Friday, July 6, 2012

Ghost Stories


I was recently asked why I haven't used my gift as a medium in the promotion of Shattered. It was something I had to put some thought into. Maybe it's that I don't want to exploit Amalie's spirit. Or maybe it's the fact that the man who raped her still walks among the living.

Amalie was once a real person. She is the daughter of my spirit guide Odessa. I knew the basics of what happened to her, or at least what Odessa was willing to share. I didn't start to actually channel Amalie until we started telling her story.

It was very hard to draw her out. She didn't want to tell me what really happened or how bad things really were. Much like she relied on Stella to cope when she was alive, she choose to embellish her story with a heavy dose of fiction.

I can't reveal her father's true identity because he was a very well know person in the wrestling business. That's why Odessa chose to call him William. It was his death, okay murder, that pushed Odessa over the edge.

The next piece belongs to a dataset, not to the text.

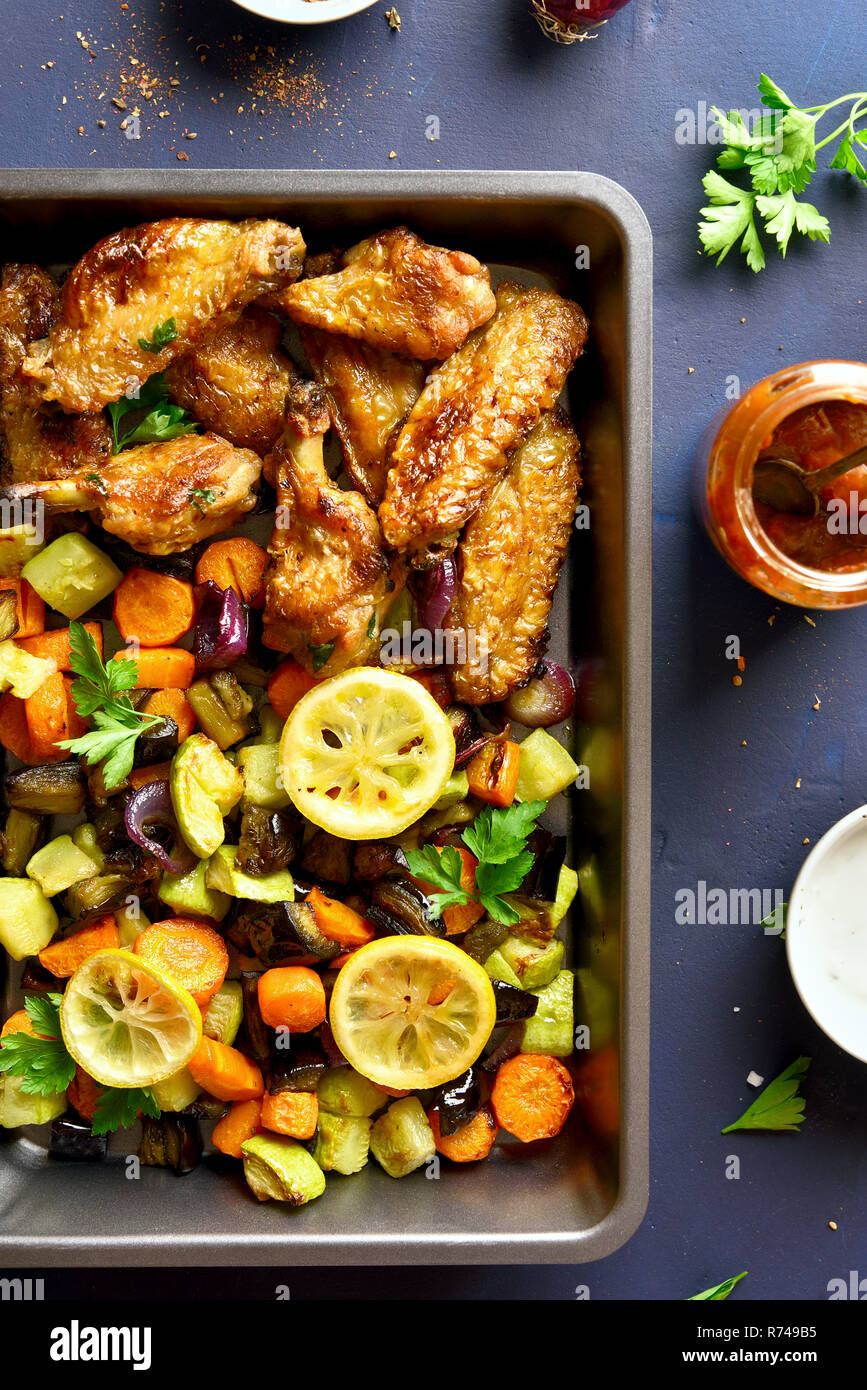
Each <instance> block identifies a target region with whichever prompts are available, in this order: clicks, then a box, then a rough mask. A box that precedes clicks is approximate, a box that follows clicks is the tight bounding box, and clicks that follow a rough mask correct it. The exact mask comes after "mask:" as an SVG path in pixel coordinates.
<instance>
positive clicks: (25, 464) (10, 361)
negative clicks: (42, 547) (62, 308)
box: [0, 264, 111, 482]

His real death occurred just after Amalie was raped. He never knew what happened, at least not while he was on this side. I think Amalie wanted the time frame changed to protect him and Odessa.

Odessa was so grief stricken by "William's" death that she wasn't able to be there for Amalie when all this went down. Amalie really did hide her pregnancy until there was nothing that could have been done to save her or the babies that she was carrying.

I guess now I have the answer about not playing up the whole channeling a spirit thing. It's to protect Amalie. She wanted her story told. She wants to help other girls who have been raped. Yet, at the same time she doesn't want to come forward with too much of the truth because she adored her father. She didn't know him as the icon that he was, she just knew him as her father and the man who kept Odessa grounded in a semi-state of reality.

A few weeks ago we got the most amazing email from a girl in the UK who told me that Amalie's story had helped her come to terms with her own rape and decision to have an abortion. I had tears in my eyes when I read this email. That means more to me than any amount of sales or making any bestseller lists. It meant the world to Amalie.

The fact that we touched one young girl's life in a positive manner made it worth every word we struggled over when telling Amalie's story.